But that was it, really.

The image of Jay’s deer-in-headlights jolt when Tim had made the friend-stage joke flashed in his mind, and Tim wasn't a fan of the way his gut roiled with a slight sense of guilt. Maybe that wasn’t Jay being too uptight. Maybe he really didn’t know if what they had could be considered friendship. Tim’s eyes widened a little as he realised that might have actually been the first time the topic had been brought up.

But as Tim watched Jay yawn sleepily and rub at his sunken eyes, he found himself instinctively scrunching up his nose at the idea. They were friends – they had to be.

And if the line between friends and trauma-bonded-acquaintances really was that hazy, then he would have to make a conscious effort to make it clearer.

Tim was brought back to earth at the sight of Jay squinting lazily through the cool light of midday as it filtered through a passing cloud and draped itself directly over Jay’s car. He scoffed and held a hand up to shield his eyes as if he were allergic to the soft glow, and Tim chuckled. He saw Jay freeze at the sound and look down at his phone, then back up at the back of Tim’s car.

Tim grimaced and hurriedly cleared his throat – for some reason getting increasingly nervous at the idea of Jay finding out he had actually been kind of watching him during their supposed 'voice-only' phone call. Was it creepy? Maybe it was creepy.

So…” Tim slurred, dragging out the word, very conscious of how long it had been since either of them said a word. Jay looked outside of his side window again, fiddling with the aux cord in his left hand. “How about that game of I Spy?

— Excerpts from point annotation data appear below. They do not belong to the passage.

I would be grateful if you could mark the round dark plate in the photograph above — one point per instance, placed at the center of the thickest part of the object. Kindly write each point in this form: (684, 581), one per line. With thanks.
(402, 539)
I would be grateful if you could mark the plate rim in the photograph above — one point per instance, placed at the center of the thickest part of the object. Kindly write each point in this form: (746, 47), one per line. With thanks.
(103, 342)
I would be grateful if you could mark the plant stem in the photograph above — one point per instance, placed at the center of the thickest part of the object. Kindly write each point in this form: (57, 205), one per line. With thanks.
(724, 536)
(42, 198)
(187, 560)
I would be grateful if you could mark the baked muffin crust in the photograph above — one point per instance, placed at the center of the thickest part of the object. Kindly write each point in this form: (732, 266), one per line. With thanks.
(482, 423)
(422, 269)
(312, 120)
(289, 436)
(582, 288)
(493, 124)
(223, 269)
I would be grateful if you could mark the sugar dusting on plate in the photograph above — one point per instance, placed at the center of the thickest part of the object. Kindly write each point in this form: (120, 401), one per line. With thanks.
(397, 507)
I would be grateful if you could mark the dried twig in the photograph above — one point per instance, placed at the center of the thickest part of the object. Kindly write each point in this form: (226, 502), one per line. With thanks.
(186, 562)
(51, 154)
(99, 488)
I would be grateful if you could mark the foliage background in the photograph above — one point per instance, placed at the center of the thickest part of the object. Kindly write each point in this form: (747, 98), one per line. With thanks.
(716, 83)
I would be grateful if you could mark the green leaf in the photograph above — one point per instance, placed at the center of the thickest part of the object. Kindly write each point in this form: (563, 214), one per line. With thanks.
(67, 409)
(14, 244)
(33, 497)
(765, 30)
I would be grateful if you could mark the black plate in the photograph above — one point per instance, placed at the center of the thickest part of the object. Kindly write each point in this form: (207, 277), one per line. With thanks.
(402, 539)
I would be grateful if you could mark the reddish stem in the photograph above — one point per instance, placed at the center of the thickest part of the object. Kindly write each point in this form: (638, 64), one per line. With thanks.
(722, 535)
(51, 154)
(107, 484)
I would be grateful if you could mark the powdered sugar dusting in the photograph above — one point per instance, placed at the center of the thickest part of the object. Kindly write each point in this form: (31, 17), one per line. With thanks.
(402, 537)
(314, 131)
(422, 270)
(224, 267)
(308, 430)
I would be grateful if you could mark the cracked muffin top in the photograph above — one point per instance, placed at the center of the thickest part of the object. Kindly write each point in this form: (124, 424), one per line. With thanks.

This time, Jay actually let out a small laugh. Tim smiled and shook his head, reaching up to twist the rear-view so he could no longer spy on his newly-considered-friend, unbeknownst to anyone but him.

For all Tim said he was a realist, or maybe even a bit of a pessimist, he could admit that sometimes the little things were nice to think about. Like ringing up your friend in a traffic jam because you’re bored and want someone to chat to for the hell of it.

Notes:

I see so many people writing all the car rides as if they only have one car, which is cute and all because they get to bond and whatever but like? They have two cars?? They kind of have to go separately for the most part, don't they?

Either way, they can still talk over the phone which is fun

Thanks for reading :)

Chapter 2: Something Beginning With 'M'

Summary:

Absently spotting Jay's favourite chocolate bar in a vending machine, Tim grabs one for him before heading back to the road.

Notes:

(See the end of the chapter for notes.)

Chapter Text

A man of his word; Tim didn’t bother hanging up the phone once the cluster of cars finally began chugging along the highway once more.

Initially, Jay’s tone of voice suggested that he was about to, but Tim was now determined in his quest to actually put some effort into getting to know his friend. He already knew one thing – Jay unironically thought 'I Spy' was an entertaining pastime on car journeys. He technically could have stopped his investigation into Jay’s character there, as that fact alone gave Tim everything he needed to know about the man.

But, still, he pushed forward.

Growing up in the childhood conditions Tim had the misfortune of experiencing, ultimately resulted in lots of little inconveniences and social difficulties ingrained in him that didn’t seem to bother a lot of other people. General conversation skills seemed to be one of them. But eventually, the unpleasant pauses between the incredibly forced topics they fumbled through began to dissipate, and words began to roll off the tongue.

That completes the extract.